Democratic lawmakers are urging Google to shed location data that could be used to identify women who seek abortions.

“Google cannot allow its online advertising-focused digital infrastructure to be weaponized against women,” Senator Ron Wyden (D-Oregon), Rep. Anna Eshoo (D-California) and 40 other Democratic lawmakers say in a letter sent Tuesday to CEO Sundar Pichai.

Earlier this month, a draft of a Supreme Court opinion overturning Roe v. Wade was leaked to Politico. Chief Justice John Roberts confirmed the authenticity of the draft, but said the opinion isn't yet final. If Roe v. Wade is overturned, 26 states are expected to pass new restrictions on abortion, or enforce existing restrictions that were previously considered unconstitutional.

“If abortion is made illegal by the far-right Supreme Court and Republican lawmakers, it is inevitable that right-wing prosecutors will obtain legal warrants to hunt down, prosecute and jail women for obtaining critical reproductive health care,” the lawmakers say. “The only way to protect your customers’ location data from such outrageous government surveillance is to not keep it in the first place.”

Wyden and the other lawmakers note that Google “stores historical location information about hundreds of millions of smartphone users, which it routinely shares with government agencies.”

The officials elaborate that the police “routinely” obtain court orders requiring Google to disclose information about customers' locations -- such as geofence warrants, which require Google to disclose identifying information about smartphone users present at a particular location and time.

(Last month, a federal judge in Virginia ruled that geofence warrants are unconstitutional, but it's not yet clear whether other judges will follow suit.)

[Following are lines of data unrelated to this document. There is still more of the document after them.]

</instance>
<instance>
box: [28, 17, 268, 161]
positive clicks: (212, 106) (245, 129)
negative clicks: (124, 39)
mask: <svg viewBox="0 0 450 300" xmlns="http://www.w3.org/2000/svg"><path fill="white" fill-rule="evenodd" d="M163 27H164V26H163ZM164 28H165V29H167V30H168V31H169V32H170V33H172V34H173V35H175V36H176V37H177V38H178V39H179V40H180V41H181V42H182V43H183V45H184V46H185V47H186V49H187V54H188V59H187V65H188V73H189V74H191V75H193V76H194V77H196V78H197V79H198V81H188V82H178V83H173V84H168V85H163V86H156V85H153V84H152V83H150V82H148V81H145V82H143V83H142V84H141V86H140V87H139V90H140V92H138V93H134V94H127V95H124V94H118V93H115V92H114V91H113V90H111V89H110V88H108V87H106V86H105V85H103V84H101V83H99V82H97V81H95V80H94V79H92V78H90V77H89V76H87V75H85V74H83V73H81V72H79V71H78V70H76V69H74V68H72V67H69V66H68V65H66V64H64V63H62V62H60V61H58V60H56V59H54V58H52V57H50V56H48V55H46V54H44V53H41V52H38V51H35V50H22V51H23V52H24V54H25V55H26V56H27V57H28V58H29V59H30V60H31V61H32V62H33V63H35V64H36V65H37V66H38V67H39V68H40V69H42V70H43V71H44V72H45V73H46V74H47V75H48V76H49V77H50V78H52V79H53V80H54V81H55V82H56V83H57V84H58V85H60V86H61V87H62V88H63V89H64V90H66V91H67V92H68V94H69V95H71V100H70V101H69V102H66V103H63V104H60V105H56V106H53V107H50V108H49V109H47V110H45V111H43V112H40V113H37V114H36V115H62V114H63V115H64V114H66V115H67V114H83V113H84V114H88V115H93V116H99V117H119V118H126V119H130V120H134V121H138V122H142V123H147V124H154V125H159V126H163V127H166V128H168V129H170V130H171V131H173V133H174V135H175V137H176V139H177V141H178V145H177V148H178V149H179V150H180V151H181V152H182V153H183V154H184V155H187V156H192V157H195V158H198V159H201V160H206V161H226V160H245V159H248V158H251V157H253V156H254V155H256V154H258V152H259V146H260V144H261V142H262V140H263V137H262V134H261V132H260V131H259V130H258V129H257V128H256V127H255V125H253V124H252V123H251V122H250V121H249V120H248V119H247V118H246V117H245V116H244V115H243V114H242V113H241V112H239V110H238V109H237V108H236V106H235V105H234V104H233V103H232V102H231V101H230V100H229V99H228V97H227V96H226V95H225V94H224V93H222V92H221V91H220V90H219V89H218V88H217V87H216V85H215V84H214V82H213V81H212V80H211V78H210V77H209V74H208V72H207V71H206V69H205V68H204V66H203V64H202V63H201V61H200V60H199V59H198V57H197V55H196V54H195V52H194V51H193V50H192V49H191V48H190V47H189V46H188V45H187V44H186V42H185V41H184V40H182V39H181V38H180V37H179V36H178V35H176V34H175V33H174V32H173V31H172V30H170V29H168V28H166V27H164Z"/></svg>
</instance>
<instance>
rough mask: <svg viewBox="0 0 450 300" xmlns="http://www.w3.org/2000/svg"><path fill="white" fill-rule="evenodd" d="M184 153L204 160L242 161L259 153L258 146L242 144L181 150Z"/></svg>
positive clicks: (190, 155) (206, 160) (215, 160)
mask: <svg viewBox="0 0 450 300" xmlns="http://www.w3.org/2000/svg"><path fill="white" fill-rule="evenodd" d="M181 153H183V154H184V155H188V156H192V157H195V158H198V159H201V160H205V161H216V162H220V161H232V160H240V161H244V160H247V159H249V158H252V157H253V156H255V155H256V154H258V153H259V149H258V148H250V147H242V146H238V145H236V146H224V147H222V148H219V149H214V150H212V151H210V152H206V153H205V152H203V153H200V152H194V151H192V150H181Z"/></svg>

“The most detailed information held by Google comes from Android smartphones, which collect and transmit location information to Google, regardless of whether the phone is being used or which app a user has open,” the lawmakers write.

They suggest that even though Google only collects data when users have opted in, the design of the operating system encourages people to do so.

“Google has designed its Android operating system so that consumers can only enable third party apps to access location data if they also allow Google to receive their location data too,” the letter states.

Google also collects location data from some iPhone users, but only if they are signed into an account on their phones and using a Google service. 

The lawmakers are asking the company to stop collecting “unnecessary customer location data,” and to avoid retaining “non-aggregate location data about individual customers, whether in identifiable or anonymized form.”